Note: For membership of a particular social group, see sections 5K and 5L.
(2)A person does not have a well-founded fear of persecution if effective protection measures are available to the person in a receiving country.
Note: For effective protection measures, see section 5LA.
(3)A person does not have a well-founded fear of persecution if the person could take reasonable steps to modify his or her behaviour so as to avoid a real chance of persecution in a receiving country, other than a modification that would:
(a) conflict with a characteristic that is fundamental to the person’s identity or conscience; or
(b) conceal an innate or immutable characteristic of the person; or
(c) without limiting paragraph (a) or (b), require the person to do any of the following:
(i)alter his or her religious beliefs, including by renouncing a religious conversion, or conceal his or her true religious beliefs, or cease to be involved in the practice of his or her faith;
(ii)conceal his or her true race, ethnicity, nationality or country of origin;
(iii)alter his or her political beliefs or conceal his or her true political beliefs;
(iv)conceal a physical, psychological or intellectual disability;
(v)enter into or remain in a marriage to which that person is opposed, or accept the forced marriage of a child;
(vi)alter his or her sexual orientation or gender identity or conceal his or her true sexual orientation, gender identity or intersex status.

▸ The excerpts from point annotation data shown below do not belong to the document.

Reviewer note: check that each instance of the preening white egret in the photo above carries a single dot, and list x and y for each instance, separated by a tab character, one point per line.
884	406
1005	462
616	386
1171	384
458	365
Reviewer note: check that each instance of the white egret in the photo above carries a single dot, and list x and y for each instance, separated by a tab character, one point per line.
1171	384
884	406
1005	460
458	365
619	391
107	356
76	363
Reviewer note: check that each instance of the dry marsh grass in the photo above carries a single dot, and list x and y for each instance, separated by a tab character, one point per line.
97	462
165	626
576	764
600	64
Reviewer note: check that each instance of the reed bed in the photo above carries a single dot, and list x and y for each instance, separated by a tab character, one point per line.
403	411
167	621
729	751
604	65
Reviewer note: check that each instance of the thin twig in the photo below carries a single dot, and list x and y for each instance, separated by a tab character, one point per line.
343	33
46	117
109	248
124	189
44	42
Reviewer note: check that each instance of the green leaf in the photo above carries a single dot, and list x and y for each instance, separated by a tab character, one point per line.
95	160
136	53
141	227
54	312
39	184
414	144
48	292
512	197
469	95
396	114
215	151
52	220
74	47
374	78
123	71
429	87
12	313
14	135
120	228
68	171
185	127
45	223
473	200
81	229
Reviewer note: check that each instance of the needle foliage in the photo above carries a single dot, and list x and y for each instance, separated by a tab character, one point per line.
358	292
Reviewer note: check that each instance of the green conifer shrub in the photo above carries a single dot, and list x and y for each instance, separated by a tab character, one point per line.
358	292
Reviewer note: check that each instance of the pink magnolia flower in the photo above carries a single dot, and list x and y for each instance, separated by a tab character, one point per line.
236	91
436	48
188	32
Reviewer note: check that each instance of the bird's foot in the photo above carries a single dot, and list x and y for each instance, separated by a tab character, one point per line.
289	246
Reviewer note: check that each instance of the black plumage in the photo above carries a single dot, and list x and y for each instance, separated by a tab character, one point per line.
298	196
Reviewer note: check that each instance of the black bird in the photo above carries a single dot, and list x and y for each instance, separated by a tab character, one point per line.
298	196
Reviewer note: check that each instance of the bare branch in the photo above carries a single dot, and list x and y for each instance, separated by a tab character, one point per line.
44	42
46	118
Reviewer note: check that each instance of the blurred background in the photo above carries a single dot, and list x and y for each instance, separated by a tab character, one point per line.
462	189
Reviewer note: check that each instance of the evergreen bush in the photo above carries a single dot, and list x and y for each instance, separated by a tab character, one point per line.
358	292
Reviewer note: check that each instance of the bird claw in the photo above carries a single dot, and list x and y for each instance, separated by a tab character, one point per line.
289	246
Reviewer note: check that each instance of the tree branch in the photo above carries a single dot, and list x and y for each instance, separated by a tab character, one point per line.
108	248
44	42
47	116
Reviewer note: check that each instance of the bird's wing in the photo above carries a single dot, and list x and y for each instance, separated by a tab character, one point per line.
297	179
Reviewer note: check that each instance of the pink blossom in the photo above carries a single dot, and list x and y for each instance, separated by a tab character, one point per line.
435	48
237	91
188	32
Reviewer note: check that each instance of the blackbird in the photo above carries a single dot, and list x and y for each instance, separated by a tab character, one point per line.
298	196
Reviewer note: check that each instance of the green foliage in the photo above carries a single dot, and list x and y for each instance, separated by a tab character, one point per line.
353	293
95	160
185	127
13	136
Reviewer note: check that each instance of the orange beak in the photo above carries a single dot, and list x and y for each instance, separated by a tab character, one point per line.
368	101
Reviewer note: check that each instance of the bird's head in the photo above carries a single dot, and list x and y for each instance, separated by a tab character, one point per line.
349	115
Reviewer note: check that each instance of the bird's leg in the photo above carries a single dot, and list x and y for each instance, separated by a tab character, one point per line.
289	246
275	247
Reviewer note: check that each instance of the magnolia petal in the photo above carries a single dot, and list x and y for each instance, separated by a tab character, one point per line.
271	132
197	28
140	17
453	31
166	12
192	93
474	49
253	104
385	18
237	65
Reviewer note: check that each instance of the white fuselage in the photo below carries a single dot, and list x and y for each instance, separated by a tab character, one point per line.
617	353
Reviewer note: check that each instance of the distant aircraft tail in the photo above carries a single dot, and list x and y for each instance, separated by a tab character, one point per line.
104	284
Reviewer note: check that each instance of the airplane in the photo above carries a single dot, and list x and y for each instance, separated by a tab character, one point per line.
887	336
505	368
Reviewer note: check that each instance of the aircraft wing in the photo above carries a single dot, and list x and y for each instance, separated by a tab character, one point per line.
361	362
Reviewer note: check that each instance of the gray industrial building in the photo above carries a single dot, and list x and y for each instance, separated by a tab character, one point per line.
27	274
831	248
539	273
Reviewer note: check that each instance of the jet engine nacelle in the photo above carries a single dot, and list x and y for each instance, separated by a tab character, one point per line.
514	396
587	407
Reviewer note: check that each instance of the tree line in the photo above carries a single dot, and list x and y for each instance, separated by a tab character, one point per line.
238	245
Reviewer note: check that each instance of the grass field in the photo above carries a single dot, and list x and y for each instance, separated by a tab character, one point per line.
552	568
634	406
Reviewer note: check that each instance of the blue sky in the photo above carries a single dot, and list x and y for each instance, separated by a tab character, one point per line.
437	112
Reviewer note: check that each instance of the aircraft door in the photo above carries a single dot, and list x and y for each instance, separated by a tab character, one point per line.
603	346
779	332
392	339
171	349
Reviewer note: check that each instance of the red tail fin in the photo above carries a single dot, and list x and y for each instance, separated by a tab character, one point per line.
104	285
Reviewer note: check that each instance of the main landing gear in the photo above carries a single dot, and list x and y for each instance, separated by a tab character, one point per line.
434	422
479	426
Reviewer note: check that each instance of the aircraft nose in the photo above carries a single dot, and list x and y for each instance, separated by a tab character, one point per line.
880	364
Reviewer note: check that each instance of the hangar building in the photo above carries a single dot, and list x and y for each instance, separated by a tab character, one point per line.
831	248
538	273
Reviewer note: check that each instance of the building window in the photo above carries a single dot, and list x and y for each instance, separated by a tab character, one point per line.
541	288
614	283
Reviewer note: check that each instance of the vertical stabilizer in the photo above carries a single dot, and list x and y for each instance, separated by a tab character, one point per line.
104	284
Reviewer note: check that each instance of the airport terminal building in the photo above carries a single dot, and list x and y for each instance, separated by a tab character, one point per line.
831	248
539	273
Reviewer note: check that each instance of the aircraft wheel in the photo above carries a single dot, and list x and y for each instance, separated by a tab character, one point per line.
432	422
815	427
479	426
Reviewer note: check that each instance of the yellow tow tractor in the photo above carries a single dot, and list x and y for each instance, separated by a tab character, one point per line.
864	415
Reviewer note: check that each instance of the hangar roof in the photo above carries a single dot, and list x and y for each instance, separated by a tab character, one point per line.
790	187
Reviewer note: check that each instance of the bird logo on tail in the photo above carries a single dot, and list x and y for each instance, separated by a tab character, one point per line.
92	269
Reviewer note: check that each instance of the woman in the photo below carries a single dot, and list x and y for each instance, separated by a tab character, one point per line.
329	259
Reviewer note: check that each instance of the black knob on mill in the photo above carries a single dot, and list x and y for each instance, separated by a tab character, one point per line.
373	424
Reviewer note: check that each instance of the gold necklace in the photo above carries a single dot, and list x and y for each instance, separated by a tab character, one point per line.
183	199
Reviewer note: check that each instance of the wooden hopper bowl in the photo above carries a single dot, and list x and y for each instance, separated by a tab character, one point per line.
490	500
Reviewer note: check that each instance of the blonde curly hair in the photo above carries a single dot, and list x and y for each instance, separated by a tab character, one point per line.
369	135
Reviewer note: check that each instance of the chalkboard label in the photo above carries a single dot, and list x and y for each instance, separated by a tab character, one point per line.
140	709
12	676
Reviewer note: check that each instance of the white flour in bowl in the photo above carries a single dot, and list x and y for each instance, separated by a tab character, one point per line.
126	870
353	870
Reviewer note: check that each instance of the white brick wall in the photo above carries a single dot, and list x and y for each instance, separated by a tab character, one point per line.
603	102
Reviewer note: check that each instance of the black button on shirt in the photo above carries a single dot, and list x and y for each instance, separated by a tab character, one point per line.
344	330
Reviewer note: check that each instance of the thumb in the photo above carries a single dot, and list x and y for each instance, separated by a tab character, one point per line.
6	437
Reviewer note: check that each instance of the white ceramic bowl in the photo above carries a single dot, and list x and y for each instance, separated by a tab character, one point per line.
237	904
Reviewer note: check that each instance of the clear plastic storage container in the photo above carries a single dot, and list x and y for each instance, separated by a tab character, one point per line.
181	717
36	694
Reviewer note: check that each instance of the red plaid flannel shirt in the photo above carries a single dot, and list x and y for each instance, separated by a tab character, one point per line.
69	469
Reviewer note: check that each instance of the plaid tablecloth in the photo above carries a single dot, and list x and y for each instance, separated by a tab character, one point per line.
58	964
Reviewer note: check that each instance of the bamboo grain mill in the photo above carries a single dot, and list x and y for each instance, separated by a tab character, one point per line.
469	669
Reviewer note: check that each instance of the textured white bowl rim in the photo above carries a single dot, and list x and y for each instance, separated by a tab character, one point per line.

(4)If a person fears persecution for one or more of the reasons mentioned in paragraph (1)(a):
(a) that reason must be the essential and significant reason, or those reasons must be the essential and significant reasons, for the persecution; and
(b) the persecution must involve serious harm to the person; and
(c) the persecution must involve systematic and discriminatory conduct.
(5)Without limiting what is serious harm for the purposes of paragraph (4)(b), the following are instances of serious harm for the purposes of that paragraph:
(a) a threat to the person’s life or liberty;
(b) significant physical harassment of the person;
(c) significant physical ill‑treatment of the person;
(d) significant economic hardship that threatens the person’s capacity to subsist;
(e) denial of access to basic services, where the denial threatens the person’s capacity to subsist;
(f) denial of capacity to earn a livelihood of any kind, where the denial threatens the person’s capacity to subsist.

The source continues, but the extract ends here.